Helga’s Post # 9 — The 5 writers are playing their cards close to their chests. You, our followers, know as much of our stories as we do, the 5 intrepid muskateers. All we have shared until now is about the process of meeting our formidable deadline, February 5, for producing a total of 5 brand new novels. So here is my humble progress report.

Since my last post (the ‘Rotten Tomatoes’ award for authors), I have had fun planning and in fact starting to write my brand-new novel. If you have followed our blog, you may recall the idea for my story was conceived a mere week ago.

So what am I doing, actually writing, while some of us are still outlining or plotting? Am I doing myself a huge disservice by overriding the outline process?

I have tried the ‘O’ approach on my previous attempt to writing a novel. The result? No matter how diligently I put pen to paper, fingers to keyboard, nothing came of it. Oh, the outline looked beautiful, chapter by chapter, a linear roadmap of where I need to go and to point me to the final destination. I spent an inordinate amount of energy and time on that outline, but…

And then something strange happened. Or rather, did not happen. Almost two months had flown by and I had not started Sentence One of Chapter One. I had simply lost interest in the story. My passion had evaporated. My characters had stopped talking to me. My friends and family asked me what my novel was about.

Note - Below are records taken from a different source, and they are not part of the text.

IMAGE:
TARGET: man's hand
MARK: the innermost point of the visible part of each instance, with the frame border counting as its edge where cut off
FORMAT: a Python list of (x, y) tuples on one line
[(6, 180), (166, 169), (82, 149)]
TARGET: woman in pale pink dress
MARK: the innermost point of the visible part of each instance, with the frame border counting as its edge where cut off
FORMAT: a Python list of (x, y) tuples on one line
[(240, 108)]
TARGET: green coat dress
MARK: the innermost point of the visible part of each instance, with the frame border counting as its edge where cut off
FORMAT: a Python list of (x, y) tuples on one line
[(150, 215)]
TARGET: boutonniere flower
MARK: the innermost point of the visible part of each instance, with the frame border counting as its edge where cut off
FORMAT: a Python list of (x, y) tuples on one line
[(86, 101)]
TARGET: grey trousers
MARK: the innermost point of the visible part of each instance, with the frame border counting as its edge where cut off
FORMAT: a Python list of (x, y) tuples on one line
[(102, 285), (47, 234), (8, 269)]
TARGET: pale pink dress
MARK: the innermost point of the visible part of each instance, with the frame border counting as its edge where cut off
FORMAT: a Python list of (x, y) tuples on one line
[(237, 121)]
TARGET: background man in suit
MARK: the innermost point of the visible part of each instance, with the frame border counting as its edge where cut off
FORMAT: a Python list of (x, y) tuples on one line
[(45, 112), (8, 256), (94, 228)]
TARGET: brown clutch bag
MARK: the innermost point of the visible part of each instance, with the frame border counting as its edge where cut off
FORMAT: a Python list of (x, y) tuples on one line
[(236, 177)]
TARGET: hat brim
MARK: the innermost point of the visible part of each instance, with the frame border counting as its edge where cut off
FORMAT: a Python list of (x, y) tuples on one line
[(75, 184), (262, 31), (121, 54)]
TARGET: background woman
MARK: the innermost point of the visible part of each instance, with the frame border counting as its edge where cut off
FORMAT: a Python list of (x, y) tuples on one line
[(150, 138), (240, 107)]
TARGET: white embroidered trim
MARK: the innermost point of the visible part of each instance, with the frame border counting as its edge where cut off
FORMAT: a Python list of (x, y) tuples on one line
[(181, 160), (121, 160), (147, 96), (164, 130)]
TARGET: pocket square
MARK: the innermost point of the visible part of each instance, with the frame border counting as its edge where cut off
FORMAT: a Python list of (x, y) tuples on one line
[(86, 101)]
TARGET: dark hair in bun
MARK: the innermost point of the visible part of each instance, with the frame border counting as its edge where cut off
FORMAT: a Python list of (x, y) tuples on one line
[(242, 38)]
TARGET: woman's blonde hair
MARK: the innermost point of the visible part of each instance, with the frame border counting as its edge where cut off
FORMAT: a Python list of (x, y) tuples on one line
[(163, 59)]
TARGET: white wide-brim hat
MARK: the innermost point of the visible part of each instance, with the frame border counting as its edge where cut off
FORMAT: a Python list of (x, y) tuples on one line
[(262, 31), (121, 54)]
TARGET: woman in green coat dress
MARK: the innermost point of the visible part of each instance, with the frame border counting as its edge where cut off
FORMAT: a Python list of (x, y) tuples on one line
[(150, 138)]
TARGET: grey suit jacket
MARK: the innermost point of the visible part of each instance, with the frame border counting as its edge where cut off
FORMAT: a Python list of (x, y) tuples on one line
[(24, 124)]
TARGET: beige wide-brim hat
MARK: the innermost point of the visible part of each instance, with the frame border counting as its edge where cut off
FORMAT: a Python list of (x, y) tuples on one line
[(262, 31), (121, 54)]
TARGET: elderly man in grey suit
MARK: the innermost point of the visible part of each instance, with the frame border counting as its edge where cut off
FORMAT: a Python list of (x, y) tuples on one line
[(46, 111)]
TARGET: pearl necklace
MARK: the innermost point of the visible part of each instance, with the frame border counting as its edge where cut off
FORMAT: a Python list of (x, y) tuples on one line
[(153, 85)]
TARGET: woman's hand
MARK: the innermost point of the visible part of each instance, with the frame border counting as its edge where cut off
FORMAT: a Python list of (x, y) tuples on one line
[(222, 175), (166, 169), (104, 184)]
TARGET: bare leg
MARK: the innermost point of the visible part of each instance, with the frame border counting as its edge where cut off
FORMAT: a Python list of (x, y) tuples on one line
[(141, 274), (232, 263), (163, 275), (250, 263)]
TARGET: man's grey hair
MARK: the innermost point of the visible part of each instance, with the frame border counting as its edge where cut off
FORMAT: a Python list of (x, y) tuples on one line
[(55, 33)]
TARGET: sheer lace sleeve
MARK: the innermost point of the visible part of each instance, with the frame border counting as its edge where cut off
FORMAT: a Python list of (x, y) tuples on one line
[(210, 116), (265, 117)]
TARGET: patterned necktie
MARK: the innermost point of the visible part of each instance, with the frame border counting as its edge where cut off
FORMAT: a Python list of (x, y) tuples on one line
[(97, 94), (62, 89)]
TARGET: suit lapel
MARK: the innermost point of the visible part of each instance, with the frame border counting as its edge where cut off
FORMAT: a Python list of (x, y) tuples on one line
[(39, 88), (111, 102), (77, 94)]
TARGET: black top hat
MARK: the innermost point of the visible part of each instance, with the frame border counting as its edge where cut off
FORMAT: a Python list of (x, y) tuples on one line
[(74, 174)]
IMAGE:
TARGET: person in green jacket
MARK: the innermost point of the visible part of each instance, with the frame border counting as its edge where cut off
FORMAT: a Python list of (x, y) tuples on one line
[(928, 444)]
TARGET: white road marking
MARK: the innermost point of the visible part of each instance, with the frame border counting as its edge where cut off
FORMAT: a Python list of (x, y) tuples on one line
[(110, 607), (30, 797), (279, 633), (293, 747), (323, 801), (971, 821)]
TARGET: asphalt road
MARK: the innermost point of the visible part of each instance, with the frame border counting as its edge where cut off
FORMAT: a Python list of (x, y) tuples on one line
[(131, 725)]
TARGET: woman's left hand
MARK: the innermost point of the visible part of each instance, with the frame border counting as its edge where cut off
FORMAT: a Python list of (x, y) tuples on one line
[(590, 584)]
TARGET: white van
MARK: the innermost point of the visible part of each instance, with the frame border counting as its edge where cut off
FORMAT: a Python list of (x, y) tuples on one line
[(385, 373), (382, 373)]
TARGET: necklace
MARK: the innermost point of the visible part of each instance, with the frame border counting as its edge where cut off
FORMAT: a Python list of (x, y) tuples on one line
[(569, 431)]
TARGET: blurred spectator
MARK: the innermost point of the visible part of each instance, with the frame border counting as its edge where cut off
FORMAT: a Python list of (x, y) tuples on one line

It was my response, somewhat incoherent and a little defensive, that told me I had to let it go. I knew then that I wanted a different story, one that readers can actually enjoy, rather than feeling grossed out over it.

I planned the new story in my head. Before I knew it, I had a chapter written. And a second one. Without the crutch of an outline. With only a vague one that exists in my head. I fear that I will regret it later, when I have to toss out page after page, and spend tons of time revising. But I needed that initial jolt to get me into the story and start that intimate relationship with my characters to propel me forward. I owe it to my characters who have strained on the leash too long.

I am wondering whether personality has something to do with what kind of writers we are. Like half of us are Type A (roughly speaking) and the other Type B. The spontaneous and outgoing, versus the well-organized and restrained. So, perhaps just as you can’t squeeze toothpaste back into the tube, it may be impossible to tether a Type A person to an outline. Or to have a Type B write organically, without an outline.

For those writers among us who are not quite sure in which camp they belong, mind-mapping may be an alternative. How does it work? You can find a simple sketch, courtesy of It explains it as such:

‘A mind map is a diagram for representing tasks, words, concepts, or items linked to and arranged around a central concept or subject. A mind map uses a non-linear graphical layout that allows the user to build an intuitive framework around a central concept. A mind map works in line with your brain’s natural way of doing things.’

And the point is? All roads lead to Rome. Hopefully to creating some damn good stories for our readers. Five good stories. For now, I’ll accept all the help I can get to deliver my fifth of the whole. Even from unorthodox sources, like this:

Backyard visitor helping me to concentrate.


4 thoughts on “Organic. Or maybe not.

  1. Bravo Helga – like you I’ve found myself having to dive in without an outline. Just couldn’t get into it. I will say I have a better idea of the shape of the plot than I did for my first endeavour though, so hopefully won’t wander into so many blind alleys as I did with “Bridge”!

  2. I was taught how to outline in the fourth grade. It made perfect sense, but I couldn’t use an outline or work from it, even when my young mind was supposed to have been forming and easily shaped. Now I’m 66, and nothing’s changed; it’s utterly wasted effort.